After creating this file, specify it using the CLUSTER_SPEC_PATH environment variable when launching experiments. For example:

CLUSTER_SPEC_PATH=/tmp/my-cluster.json python3 -m realhf.apps.quickstart ppo ...

Note

If the CLUSTER_SPEC_PATH variable is not set, the Ray mode will use a default fileroot /home/$USER/.cache/realhf and a default node prefix “NODE”.

This means that logs and checkpoints will be saved to /home/$USER/.cache/realhf and that the user should specify manual allocations like NODE[01-02].

It is the user’s responsibility to ensure that the fileroot /home/$USER/.cache/realhf is accessible by all nodes in the cluster.

Distributed Experiments with Ray

Assume you have installed Ray via PyPI on every node in your cluster. Ensure that the version of Ray is the same on all nodes. Next, we recommend setting up the Ray cluster with its CLI. You can do this by running the following command:

$ # On the head node
$ ray start --head --port=6379
Local node IP: xxx.xxx.xxx.xxx

--------------------
Ray runtime started.
--------------------

Next steps
To add another node to this Ray cluster, run
    ray start --address='xxx.xxx.xxx.xxx:6379'

To connect to this Ray cluster:
    import ray
    ray.init()

To terminate the Ray runtime, run
    ray stop

To view the status of the cluster, use
    ray status
$ # On the worker nodes
$ ray start --address='xxx.xxx.xxx.xxx:6379'

After setting up the Ray cluster, you can run experiments on the head node by replacing mode=local with mode=ray in the scripts.

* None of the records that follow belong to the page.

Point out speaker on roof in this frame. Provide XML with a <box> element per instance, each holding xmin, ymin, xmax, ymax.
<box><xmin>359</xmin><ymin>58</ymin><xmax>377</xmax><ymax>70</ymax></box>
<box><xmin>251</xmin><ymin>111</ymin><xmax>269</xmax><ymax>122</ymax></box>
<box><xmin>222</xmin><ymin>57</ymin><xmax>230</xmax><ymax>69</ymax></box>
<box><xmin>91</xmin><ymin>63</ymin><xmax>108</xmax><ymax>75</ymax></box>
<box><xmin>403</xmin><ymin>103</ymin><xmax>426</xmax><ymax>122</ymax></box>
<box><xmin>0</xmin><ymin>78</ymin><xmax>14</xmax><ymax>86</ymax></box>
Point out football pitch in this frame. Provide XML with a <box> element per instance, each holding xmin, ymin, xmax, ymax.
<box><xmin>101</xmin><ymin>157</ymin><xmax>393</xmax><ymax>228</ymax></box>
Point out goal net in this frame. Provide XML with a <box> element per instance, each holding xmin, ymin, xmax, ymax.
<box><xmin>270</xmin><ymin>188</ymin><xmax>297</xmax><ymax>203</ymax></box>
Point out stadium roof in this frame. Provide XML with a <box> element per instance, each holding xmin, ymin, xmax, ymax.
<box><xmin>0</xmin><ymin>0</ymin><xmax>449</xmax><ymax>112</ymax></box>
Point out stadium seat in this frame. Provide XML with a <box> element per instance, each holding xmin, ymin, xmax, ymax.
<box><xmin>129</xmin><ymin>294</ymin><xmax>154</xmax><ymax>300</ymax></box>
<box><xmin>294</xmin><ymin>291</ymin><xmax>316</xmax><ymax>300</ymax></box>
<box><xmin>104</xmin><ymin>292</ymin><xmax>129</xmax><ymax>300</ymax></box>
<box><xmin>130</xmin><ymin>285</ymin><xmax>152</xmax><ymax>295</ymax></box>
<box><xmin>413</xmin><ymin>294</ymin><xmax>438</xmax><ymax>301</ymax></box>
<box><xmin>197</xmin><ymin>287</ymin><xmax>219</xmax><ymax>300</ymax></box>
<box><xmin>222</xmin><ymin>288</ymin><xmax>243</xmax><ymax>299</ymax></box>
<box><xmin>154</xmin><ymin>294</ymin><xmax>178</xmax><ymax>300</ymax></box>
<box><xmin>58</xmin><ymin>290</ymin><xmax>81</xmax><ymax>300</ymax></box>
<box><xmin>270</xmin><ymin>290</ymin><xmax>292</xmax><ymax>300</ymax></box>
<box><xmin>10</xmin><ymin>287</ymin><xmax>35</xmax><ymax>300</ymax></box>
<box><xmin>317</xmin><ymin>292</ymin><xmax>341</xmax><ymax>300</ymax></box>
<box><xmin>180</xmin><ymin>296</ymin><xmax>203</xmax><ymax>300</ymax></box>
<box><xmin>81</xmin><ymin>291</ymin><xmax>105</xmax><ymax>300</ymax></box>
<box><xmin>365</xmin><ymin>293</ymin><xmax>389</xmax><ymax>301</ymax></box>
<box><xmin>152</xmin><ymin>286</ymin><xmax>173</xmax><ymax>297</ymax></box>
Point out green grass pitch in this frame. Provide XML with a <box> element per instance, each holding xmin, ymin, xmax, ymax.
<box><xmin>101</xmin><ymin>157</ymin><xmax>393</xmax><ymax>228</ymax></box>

Now you can change n_nodes, the device allocation, and parallel strategies to scale up the experiments with more than n_gpus_per_node GPUs. No additional changes are required!

We would like to append a few notes on the Ray cluster setup.

Ray Resources

If your cluster is not homogeneous, for example, if the head node is a CPU machine without a GPU, you can specify the resources using the Ray CLI:

# In the head node
$ ray start --head --port=6379 --num-cpus=1 --num-gpus=0 --mem=10000

This command will allocate 1 CPU core, 0 GPUs, and 10GB of memory for the head node. As a result, model workers and the master worker will not be scheduled on the head node.

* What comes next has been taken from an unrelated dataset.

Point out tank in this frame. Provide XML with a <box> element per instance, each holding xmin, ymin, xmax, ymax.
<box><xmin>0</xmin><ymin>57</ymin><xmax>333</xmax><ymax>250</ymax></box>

ReaL will detect all available resources by calling ray.init() on the head node. The driver process that calls ray.init() does not consume any resources. Only the workers (i.e., model workers and the master worker) will consume resources according to the scheduling setup in the experiment configuration.

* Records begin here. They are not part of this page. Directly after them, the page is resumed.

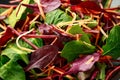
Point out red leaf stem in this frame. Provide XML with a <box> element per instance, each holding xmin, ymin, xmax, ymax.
<box><xmin>23</xmin><ymin>34</ymin><xmax>58</xmax><ymax>39</ymax></box>
<box><xmin>13</xmin><ymin>28</ymin><xmax>39</xmax><ymax>50</ymax></box>
<box><xmin>106</xmin><ymin>66</ymin><xmax>120</xmax><ymax>80</ymax></box>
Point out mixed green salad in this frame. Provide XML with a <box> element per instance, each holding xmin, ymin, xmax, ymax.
<box><xmin>0</xmin><ymin>0</ymin><xmax>120</xmax><ymax>80</ymax></box>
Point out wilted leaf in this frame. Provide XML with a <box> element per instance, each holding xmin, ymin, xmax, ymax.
<box><xmin>0</xmin><ymin>59</ymin><xmax>25</xmax><ymax>80</ymax></box>
<box><xmin>61</xmin><ymin>40</ymin><xmax>96</xmax><ymax>62</ymax></box>
<box><xmin>64</xmin><ymin>52</ymin><xmax>100</xmax><ymax>75</ymax></box>
<box><xmin>103</xmin><ymin>25</ymin><xmax>120</xmax><ymax>59</ymax></box>
<box><xmin>25</xmin><ymin>45</ymin><xmax>58</xmax><ymax>71</ymax></box>
<box><xmin>45</xmin><ymin>9</ymin><xmax>72</xmax><ymax>25</ymax></box>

If there are not enough resources available, Ray jobs will wait until the requested resources become available, and ReaL will prompt a message in the terminal. You can elastically add new nodes with ray start in the cluster to increase resources.

Graceful Shutdown

Nodes in the Ray cluster can be shut down with the ray stop command. Currently, ReaL has an issue where, when the experiment terminates, it only kills the driver process, leaving the worker processes stale on remote nodes.

Note

Users should manually kill the worker processes on the remote nodes using `ray stop`; otherwise, a new experiment on the same Ray cluster will get stuck.

Distributed Experiments with SLURM + Pyxis

After specifying the cluster configuration file, you can run experiments with mode=slurm in the scripts. ReaL’s scheduler will submit jobs to the SLURM resource manager automatically.